La brexit e le elezioni presidenziali austriache
di Dario Fabbri
La clamorosa ripetizione delle elezioni presidenziali austriache costituirà il primo banco di prova per l’Europa post-brexit. Il 2 ottobre gli elettori transalpini, nuovamente chiamati a scegliere tra due candidati antitetici in materia di integrazione comunitaria, forniranno la prima indicazione politica dell’effetto che la secessione britannica sta avendo sul resto del continente. E sul ballottaggio influiranno inevitabilmente proprio le condizioni economiche in cui verserà il Regno Unito.
Il primo luglio la corte costituzionale austriaca ha ufficialmente certificato le numerose irregolarità commesse nel conteggio dei voti in occasione delle presidenziali dello scorso 22 maggio. Le violazioni riguardano 94 distretti elettorali su 117 ed hanno inciso su quasi 78mila voti, più del doppio dei 30.863 con cui il verde europeista Alexander Van der Bellen ha battuto lo sfidante Norbert Hofer, esponente euroscettico del populista Partito della Libertà (FPÖ). Proprio il FPÖ aveva presentato istanza di ricorso, accolta appena 7 giorni prima dell’insediamento ufficiale di Van der Bellen. Benché il presidente della repubblica austriaca sia una carica soprattutto cerimoniale, viste le contrapposte posizioni degli sfidanti in merito all’integrazione comunitaria, il ballottaggio del 2 ottobre pare destinato a tramutarsi in una consultazione informale sul futuro dell’Unione Europea. In particolare Hofer ha annunciato in un’intervista al Corriere della Sera che «in caso di ulteriore riduzione della sovranità degli Stati membri, Vienna è pronta a celebrare un referendum simile alla brexit». In realtà, qualora fosse eletto presidente, Hofer non disporrebbe dei poteri necessari ad indire un tale referendum e stando ai sondaggi la maggioranza degli austriaci preferirebbe rimanere nell’Ue, ma nel medio periodo la situazione potrebbe modificarsi considerevolmente. Molto dipenderà dagli effetti che entro l’autunno la brexit avrà avuto sull’economia britannica e sulla percezione che gli austriaci avranno della perdurante crisi dei migranti.
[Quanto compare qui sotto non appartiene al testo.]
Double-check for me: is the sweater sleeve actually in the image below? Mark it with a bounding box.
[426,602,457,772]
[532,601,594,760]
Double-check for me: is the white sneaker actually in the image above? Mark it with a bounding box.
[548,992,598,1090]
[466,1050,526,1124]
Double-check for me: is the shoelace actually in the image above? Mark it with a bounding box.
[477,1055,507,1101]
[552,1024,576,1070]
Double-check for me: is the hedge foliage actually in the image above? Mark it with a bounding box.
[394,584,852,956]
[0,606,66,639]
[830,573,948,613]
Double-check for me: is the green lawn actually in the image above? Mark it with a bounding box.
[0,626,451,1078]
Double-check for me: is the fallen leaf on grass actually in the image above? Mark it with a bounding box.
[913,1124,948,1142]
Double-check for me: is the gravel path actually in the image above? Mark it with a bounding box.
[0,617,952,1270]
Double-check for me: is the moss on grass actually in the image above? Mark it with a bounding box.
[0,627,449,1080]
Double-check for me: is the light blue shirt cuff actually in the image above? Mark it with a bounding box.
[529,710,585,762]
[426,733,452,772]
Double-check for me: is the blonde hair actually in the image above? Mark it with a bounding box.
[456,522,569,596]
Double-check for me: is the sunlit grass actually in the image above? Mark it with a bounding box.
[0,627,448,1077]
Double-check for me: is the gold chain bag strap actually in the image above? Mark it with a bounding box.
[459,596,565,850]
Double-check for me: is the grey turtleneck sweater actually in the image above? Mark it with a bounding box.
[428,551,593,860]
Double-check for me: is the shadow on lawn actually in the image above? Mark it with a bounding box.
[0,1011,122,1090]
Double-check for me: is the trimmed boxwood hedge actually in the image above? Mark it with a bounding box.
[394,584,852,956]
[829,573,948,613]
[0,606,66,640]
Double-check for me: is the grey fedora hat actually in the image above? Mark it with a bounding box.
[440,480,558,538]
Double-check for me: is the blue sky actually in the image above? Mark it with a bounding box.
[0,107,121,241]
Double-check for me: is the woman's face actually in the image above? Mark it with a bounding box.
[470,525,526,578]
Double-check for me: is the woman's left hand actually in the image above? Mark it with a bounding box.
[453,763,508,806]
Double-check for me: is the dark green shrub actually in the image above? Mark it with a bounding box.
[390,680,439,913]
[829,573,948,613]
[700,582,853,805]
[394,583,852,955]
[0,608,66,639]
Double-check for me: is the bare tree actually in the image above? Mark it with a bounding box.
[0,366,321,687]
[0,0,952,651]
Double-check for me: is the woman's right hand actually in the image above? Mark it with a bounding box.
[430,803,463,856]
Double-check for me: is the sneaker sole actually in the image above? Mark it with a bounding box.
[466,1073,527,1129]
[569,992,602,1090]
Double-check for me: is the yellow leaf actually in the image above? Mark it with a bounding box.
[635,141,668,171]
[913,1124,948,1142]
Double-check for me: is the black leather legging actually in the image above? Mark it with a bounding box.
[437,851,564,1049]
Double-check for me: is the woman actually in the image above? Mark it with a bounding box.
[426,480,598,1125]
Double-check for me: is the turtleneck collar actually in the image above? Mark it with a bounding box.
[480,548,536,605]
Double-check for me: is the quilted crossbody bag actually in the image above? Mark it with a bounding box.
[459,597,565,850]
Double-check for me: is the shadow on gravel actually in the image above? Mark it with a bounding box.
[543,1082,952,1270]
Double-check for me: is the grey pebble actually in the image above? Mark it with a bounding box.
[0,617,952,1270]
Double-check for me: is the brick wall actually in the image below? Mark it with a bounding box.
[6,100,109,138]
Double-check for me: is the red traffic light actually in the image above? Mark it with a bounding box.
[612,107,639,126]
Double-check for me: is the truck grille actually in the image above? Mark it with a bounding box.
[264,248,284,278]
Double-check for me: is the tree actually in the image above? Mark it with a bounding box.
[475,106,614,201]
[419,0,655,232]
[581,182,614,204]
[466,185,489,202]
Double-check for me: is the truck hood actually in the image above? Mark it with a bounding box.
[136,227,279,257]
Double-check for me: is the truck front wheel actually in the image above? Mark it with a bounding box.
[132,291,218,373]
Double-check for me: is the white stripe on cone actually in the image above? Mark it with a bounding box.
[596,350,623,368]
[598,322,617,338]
Il voto d’Oltremanica ha definitivamente squarciato l’aura di inevitabilità dell’architettura comunitaria e qualora crescita e tasso di disoccupazione britannici non subissero significative variazioni, è possibile che ad ottobre i cittadini austriaci scelgano Hofer. Peraltro il candidato populista è impegnato in queste ore a rilanciare la sfida sulla falsariga del voto inglese, ovvero establishment contro cittadini comuni. Con le violazioni procedurali delle ultime presidenziali a palesare le falle di un sistema profondamente corrotto. E poco conta se a commettere le infrazioni sono stati anche funzionari vicini al FPÖ. Come dimostrato da quanto accaduto nel Regno Unito, le masse europee considerano le élites, incarnate dai partiti tradizionali e dai burocrati brussellesi, estranee ed indifferenti alla loro condizione sociale ed economica. Nella loro interpretazione della realtà, il recupero delle prerogative nazionale servirebbe a stemperare gli effetti collaterali della globalizzazione e ad interrompere i flussi migratori. Specie se la Gran Bretagna supererà positivamente l’attuale fase di transizione.
Aspirazioni legittime e miti inconsistenti che informeranno il voto austriaco. E che nei prossimi anni potrebbero determinare il futuro della costruzione europea.